As Rourke held it up, trying to determine if anything other than the core itself were missing, Milton asked, "Is that it?"
"Unless a bullet is made of lead alone, it usually has a whole or partial jacket surrounding it. These should be full metal jacketed if they were standard G.I.
Ball—and all the others have been. Somehow the jacket peeled away from the lead core and the lead core is missing in there still—and you can see the way the jacket peeled back that it was ripped—a lot of force bearing on it. Looks like there are pinhead-sized fragments of the jacket missing as well. Pll need someone standing by with a microscope so we can piece this thing back together as we go—can't afford to leave any pieces behind."
"I'll get someone on that," Milton murmured.
Rourke closed his eyes for an instant—he thought of the eyes beneath the closed lids beyond the surgical tent. "Natalia," he whispered.
Chapter 12
Paul Rubenstein had given up on the medicinal liquor—he had no desire to get drunk. And the coffee—good by anyone's standard—had proved too much for him as well—two trips to what he'd rapidly learned was called "the head". He had given up smoking many years before—so he sat now, staring at the wall, wondering. And he knew it wasn't a wall—he remembered editing an article years ago that had dealt with ships and boats and a wall was a bulkhead—he thought.
He wondered if Rourke knew—knew that the ship was underway. He realized that even if Rourke had not been told, he would have suspected as much. And he wondered even more about the welfare of Natalia.

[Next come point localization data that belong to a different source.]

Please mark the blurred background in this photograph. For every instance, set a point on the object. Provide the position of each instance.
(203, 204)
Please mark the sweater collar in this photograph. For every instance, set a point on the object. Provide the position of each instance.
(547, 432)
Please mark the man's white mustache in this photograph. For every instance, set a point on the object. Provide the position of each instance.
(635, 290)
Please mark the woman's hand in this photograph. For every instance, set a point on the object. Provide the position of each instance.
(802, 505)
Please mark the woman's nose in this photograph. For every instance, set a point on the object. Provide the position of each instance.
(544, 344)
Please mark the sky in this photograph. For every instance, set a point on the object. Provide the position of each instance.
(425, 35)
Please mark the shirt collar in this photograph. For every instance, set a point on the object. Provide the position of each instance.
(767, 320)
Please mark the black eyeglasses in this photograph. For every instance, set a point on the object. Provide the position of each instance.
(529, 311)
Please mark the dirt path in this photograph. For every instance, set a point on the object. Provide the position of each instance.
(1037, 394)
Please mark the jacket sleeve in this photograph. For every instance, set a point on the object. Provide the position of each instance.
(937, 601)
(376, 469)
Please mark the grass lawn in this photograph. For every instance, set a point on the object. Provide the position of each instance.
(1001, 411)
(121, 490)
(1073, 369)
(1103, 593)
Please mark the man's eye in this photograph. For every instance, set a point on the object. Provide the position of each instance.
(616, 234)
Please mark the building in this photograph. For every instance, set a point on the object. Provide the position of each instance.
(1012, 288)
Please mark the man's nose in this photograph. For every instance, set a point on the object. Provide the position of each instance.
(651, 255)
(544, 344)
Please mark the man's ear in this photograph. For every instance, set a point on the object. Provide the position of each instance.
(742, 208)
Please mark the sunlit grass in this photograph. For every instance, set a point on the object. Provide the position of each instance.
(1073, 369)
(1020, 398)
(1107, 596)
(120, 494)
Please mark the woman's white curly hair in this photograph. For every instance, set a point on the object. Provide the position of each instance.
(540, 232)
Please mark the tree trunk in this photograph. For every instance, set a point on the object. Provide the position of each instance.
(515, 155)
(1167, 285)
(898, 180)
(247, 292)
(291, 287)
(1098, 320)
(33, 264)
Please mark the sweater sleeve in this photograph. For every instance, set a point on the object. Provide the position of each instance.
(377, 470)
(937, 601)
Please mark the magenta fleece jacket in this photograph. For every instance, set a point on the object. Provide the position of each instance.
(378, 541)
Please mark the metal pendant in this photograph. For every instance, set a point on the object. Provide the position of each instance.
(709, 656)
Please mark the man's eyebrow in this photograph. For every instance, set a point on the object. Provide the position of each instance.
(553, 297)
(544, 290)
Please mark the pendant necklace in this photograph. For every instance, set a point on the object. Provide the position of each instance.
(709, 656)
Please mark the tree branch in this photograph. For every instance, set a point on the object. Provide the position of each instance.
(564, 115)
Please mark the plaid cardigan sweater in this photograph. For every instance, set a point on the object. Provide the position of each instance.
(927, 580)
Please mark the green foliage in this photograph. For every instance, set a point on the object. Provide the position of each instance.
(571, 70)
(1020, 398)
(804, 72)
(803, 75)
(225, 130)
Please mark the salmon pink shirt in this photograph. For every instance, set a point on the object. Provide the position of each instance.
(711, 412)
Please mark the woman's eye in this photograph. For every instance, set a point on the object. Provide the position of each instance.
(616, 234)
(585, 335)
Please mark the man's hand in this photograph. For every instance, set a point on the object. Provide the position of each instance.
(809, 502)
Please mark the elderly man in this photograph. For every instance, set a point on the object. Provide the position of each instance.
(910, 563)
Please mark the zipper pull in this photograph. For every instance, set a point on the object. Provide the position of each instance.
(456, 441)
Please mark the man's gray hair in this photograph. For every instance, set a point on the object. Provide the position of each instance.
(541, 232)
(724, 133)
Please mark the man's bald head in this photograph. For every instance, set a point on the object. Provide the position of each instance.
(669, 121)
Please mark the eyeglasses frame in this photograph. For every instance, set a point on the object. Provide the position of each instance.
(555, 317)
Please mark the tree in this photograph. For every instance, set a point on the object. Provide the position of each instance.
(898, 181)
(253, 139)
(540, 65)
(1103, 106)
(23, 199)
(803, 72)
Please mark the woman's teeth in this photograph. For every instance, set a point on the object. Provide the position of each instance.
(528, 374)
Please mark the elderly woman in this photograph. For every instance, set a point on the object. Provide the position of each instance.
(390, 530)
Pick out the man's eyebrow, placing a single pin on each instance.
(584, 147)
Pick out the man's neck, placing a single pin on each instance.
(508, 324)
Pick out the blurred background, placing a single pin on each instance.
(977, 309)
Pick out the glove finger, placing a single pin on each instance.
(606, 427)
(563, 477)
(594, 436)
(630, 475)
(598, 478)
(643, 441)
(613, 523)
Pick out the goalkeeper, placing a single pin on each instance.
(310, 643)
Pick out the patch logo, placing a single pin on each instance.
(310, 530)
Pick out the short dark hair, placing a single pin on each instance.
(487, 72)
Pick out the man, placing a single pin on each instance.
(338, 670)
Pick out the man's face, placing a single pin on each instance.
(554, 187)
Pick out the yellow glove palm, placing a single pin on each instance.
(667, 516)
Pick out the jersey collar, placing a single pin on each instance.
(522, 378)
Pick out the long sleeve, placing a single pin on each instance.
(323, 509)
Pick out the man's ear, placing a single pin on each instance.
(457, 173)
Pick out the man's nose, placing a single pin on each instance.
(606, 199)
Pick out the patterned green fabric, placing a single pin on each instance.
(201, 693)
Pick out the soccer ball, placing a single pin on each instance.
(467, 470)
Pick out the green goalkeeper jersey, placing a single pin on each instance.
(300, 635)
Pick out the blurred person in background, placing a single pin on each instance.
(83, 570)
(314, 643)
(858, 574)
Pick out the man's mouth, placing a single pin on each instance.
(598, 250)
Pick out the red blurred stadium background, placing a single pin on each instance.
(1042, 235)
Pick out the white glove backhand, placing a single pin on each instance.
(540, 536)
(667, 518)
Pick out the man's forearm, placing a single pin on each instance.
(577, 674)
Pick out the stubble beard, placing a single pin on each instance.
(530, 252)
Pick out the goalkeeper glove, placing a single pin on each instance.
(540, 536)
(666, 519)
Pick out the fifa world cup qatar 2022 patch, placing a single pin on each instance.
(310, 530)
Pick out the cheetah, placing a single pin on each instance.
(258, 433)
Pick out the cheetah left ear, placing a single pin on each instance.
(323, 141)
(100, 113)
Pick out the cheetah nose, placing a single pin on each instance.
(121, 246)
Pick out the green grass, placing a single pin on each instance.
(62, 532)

He found himself smiling at mention of her name—that a major in the KGB would have found such a warm place in his heart amazed him still. His parents, not directly involved in the Holocaust, had told him of relatives who had been. The SS, the Gestapo—and he rationally realized that the KGB was essentially the same. But the woman—she was different.
If he felt such torture waiting for the outcome of the operation—six hours had passed since it had begun—he could not even imagine what it was Rourke himself felt. A slip of the knife, a misjudgment and a woman that Rourke obviously loved would be dead. Rubenstein shivered—not with cold.